Tocqueville the Seer

Roger Kimball has a point and a quote from Tocqueville:
The state's near monopoly on instruments of violence is merely one token of a much broader and deeper calculus of control. Tocqueville got to the nub of the issue in his famous paragraphs, in Democoracy in America, on "Democratic Despotism" Where old-fashioned despotism tyrannizes over men, democratic despotism infantilizes them. Such despotism would, Tocqueville writes
resemble paternal power if, like that, it had for its object to prepare men for manhood; but on the contrary, it seeks only to keep them fixed irrevocably in childhood; it likes citizens to enjoy themselves provided that they think only of enjoying themselves... It willingly works for their happiness; but it wants to be the unique agent and sole arbiter of that; it provides for their security, foresees and secures their needs, facilitates their pleasures, conducts their principal affairs, directs their industry, regulates their estates, divides their inheritances; can it not take away from them entirely the trouble of thinking and the pain of living? … [This power] extends its arms over society as a whole; it covers its surface with a network of small, complicated, painstaking, uniform rules through which the most original minds and the most vigorous souls cannot clear a way to surpass the crowd; … it does not tyrannize, it hinders, compromises, enervates, extinguishes, dazes, and finally reduces each nation to being nothing more than a herd of timid and industrious animals of which the government is the shepherd.
Food for thought, no?
Yes! Welcome to Brave New World! You can grind people under the heel of a jack boot, but eventually they tire of that and will shrug it off. But the possibilities of distraction are endless. Environmentalism = Social Justice = Fordism. Religion may be the opiate of the masses, put the members of some congregations do not even know they are in church.

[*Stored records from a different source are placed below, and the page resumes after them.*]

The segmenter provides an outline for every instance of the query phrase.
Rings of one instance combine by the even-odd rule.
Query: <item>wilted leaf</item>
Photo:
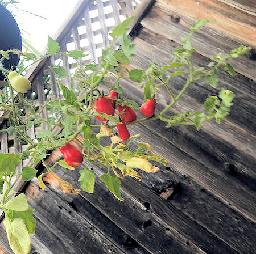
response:
[[[31,243],[25,223],[21,218],[16,218],[11,222],[8,218],[3,221],[10,247],[15,254],[28,254]]]
[[[147,172],[155,173],[159,170],[159,168],[154,166],[146,159],[142,158],[132,157],[127,162],[129,168],[139,168]]]

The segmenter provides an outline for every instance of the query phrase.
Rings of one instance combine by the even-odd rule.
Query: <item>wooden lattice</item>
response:
[[[58,31],[58,35],[54,39],[59,43],[61,51],[82,50],[88,54],[82,59],[85,64],[92,61],[97,63],[101,56],[101,49],[107,48],[111,42],[109,33],[117,24],[131,16],[134,8],[140,3],[139,0],[97,0],[93,2],[80,0],[72,14],[72,19],[68,19],[61,29],[62,31]],[[71,58],[63,56],[60,59],[52,56],[42,61],[35,68],[31,68],[27,74],[31,82],[32,88],[25,96],[28,99],[34,101],[35,106],[42,111],[43,118],[47,119],[48,113],[44,107],[45,102],[61,97],[55,75],[48,66],[59,64],[72,73],[75,70],[72,64]],[[61,81],[69,87],[70,78]],[[8,122],[5,121],[1,128],[7,128],[8,124]],[[41,126],[31,128],[28,135],[32,139],[35,139],[41,128],[47,129],[47,125],[43,123]],[[25,150],[28,146],[20,144],[6,132],[0,133],[1,153],[19,153]],[[29,162],[28,160],[20,162],[18,172],[20,172],[23,167]]]

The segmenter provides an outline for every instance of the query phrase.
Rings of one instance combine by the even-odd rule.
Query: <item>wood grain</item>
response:
[[[203,5],[197,5],[196,2],[192,0],[158,0],[158,1],[172,10],[180,12],[193,19],[197,20],[209,19],[211,20],[209,26],[256,46],[255,27],[243,26],[236,22],[236,17],[234,17],[234,19],[227,19],[222,15],[212,11],[211,9],[206,9]],[[250,19],[250,14],[247,15]],[[245,18],[246,16],[247,15],[245,15]]]
[[[179,22],[172,22],[172,16],[179,17]],[[157,3],[142,20],[141,24],[156,33],[181,44],[181,37],[189,33],[189,27],[195,22],[194,19],[180,12],[166,9]],[[223,53],[229,53],[230,50],[243,44],[242,41],[209,26],[196,32],[192,36],[191,43],[192,46],[198,53],[209,58],[219,53],[220,49]],[[250,59],[249,53],[230,60],[230,64],[237,72],[256,81],[256,63],[254,60]]]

The Leftist says, "I am good, you are not coming up to the standard of good, but I am exempt from that standard."

The Christian says, "I am bad, I am forgiven for being bad because of the sacrifice of Jesus, with His help I am trying to come up to the standard of good, and this is what the standard is."
via Wilson Fu

1 comment:

sackofcatfood said...

Americans are so enamored of equality that they would rather be equal in slavery than unequal in freedom.